Il problema, in questo contesto, sarebbe la difficoltà nel coordinamento e nei trasferimenti diretti delle risorse ai Paesi membri del Fondo Monetario. Inoltre, lo scoglio della liquidabilità degli Sdr nell’economia reale è difficile da aggirare. Paesi come gli Usa potrebbero essere desiderosi di evitare che la Cina o l’Europa, per esempio, si approprino di una quota di dollari contenuta intrinsecamente nel valore degli Sdr. La cui rilevanza è riflesso, e non causa, del peso delle valute che lo compongono.

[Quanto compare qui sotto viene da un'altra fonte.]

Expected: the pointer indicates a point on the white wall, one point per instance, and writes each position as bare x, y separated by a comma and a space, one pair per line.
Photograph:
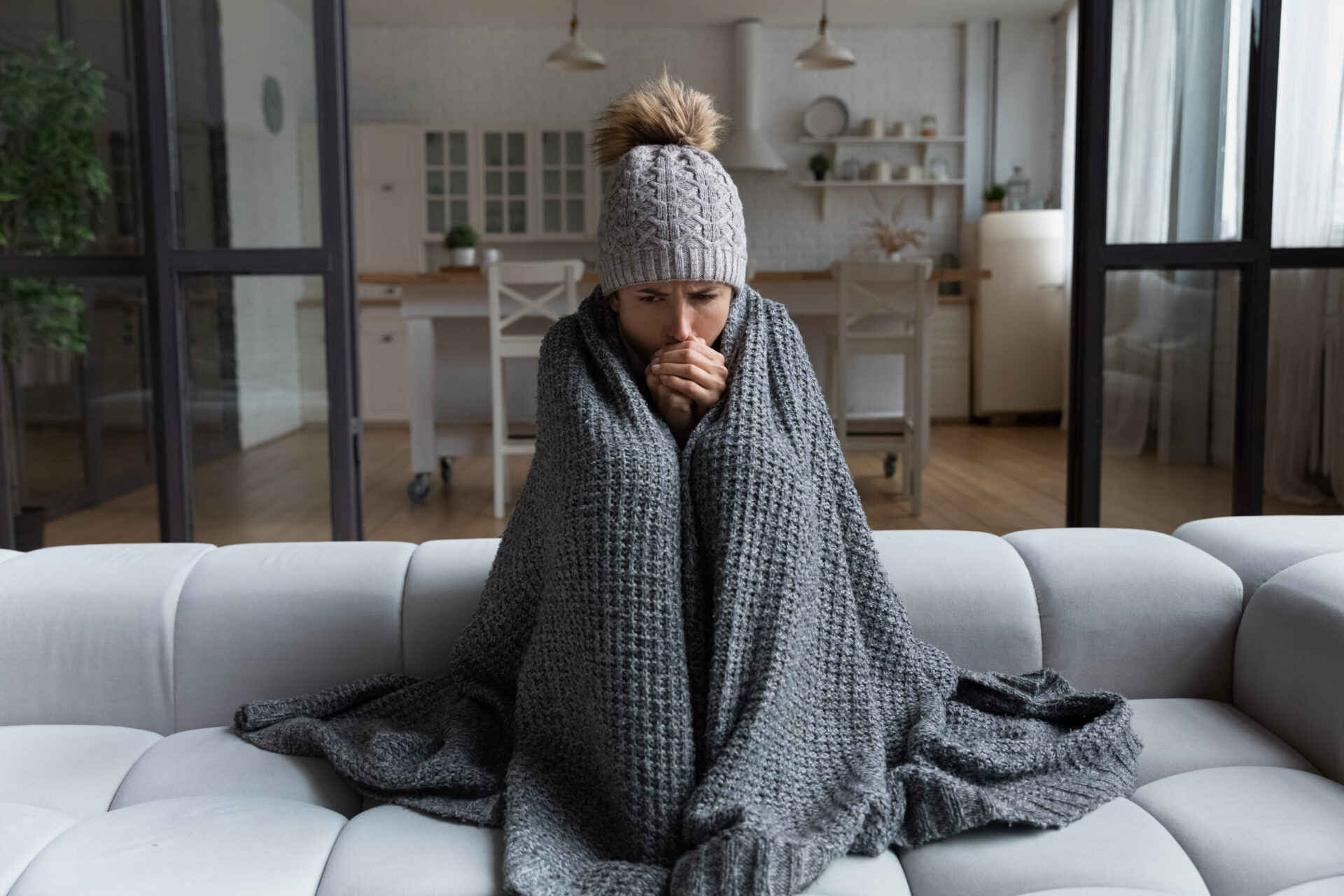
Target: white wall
491, 77
1027, 122
268, 206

Di più: valute come euro, dollaro e renminbi sono, allo stato attuale delle cose, concorrenti. Il processo rischia di essere decisamente macchinoso: in fin dei conti, la vera natura degli Sdr è di garanzia alla credibilità del Fmi come istituzione internazionale. La dotazione del paniere misura rapporti di forza tra le divise e ampiezza delle riserve, in un equilibrio che verrebbe compromesso nel caso in cui queste ultime venissero intaccate. Anche perché alcuni Paesi, Cina in primis, potrebbero chiedere una riformulazione del paniere a loro favore in fase di ricostruzione delle riserve stesse: la moneta è strumento geopolitico, non asset neutrale, e sono gli Stati Uniti, in fin dei conti, a voler evitare strappi radicali.